Sunday, October 31, 2004


I attended a purchasing / logistics meeting on October 10. It was the "annual state of the market barometer" discussion. The speaker was an analyst at an investment / merchant unit of a big bank. He predicted that for one dollar you will receive 7.09 SEK (Swedish currency) in September 2005. Today is already under this level at SEK 7.02. If you look at the USD to SEK over one year period you will get an average of around 7.47 with a high of 7.94 and a low of 7.04. Here is an excerpt from John Mauldin's article, Premise #3: A Falling Dollar:

Speaking of ebb and flow, the dollar is not on some permanent downward path. It will find a bottom, probably ridiculously low, the trade deficit thing will get sorted out and then the dollar will start to rise. As an example, I think Europe has more long term structural problems than the US (I am speaking in terms of decades, not years) and would not be surprised to see the dollar and the euro at parity in 10-15-20 years. (, 10/29/04.)

More thoughts on other currencies. What will the ban on paprika do to the Hungarian economy? Will I get more Forints when I go to the Forex exchange next week?
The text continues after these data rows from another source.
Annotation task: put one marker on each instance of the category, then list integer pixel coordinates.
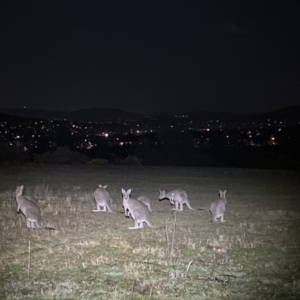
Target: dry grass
(90, 255)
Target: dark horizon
(150, 57)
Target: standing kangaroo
(217, 208)
(30, 210)
(178, 196)
(137, 209)
(103, 199)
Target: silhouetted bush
(98, 161)
(11, 154)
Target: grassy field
(255, 254)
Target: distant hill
(106, 115)
(101, 115)
(289, 113)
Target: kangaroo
(217, 208)
(137, 210)
(30, 210)
(146, 201)
(103, 199)
(178, 196)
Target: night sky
(150, 56)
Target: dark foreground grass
(254, 255)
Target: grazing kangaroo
(30, 210)
(146, 201)
(217, 208)
(103, 199)
(137, 210)
(178, 196)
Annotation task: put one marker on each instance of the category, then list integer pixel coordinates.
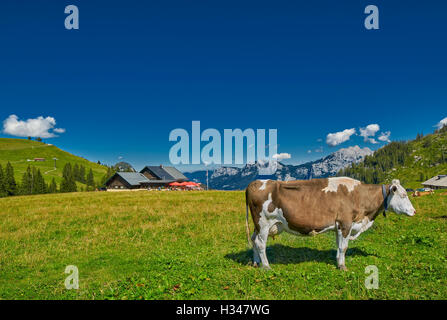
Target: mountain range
(235, 178)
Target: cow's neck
(378, 201)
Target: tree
(3, 192)
(90, 180)
(107, 176)
(10, 182)
(82, 174)
(39, 185)
(27, 182)
(421, 177)
(76, 175)
(52, 188)
(68, 183)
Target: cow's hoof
(343, 268)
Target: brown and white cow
(310, 207)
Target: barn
(437, 182)
(148, 177)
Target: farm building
(437, 182)
(149, 177)
(163, 173)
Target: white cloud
(281, 156)
(59, 130)
(385, 136)
(369, 132)
(38, 127)
(442, 123)
(334, 139)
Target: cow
(422, 193)
(311, 207)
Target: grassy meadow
(192, 245)
(19, 152)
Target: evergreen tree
(27, 182)
(82, 174)
(107, 176)
(76, 172)
(90, 181)
(68, 183)
(421, 177)
(3, 192)
(39, 186)
(10, 182)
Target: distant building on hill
(149, 177)
(437, 182)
Fidel Castro must be groggy after falling down the stairs... Here is an excerpt from Mary Murray's article, Cubans leery over dollar dumping:

Starting Nov. 8, Cuban stores and restaurants will no longer accept the American currency as legal tender. Instead, the local convertible peso becomes king, ruling over all international hard currencies, even though it carries no purchasing power off the island. (NBC News, 10/28/04.)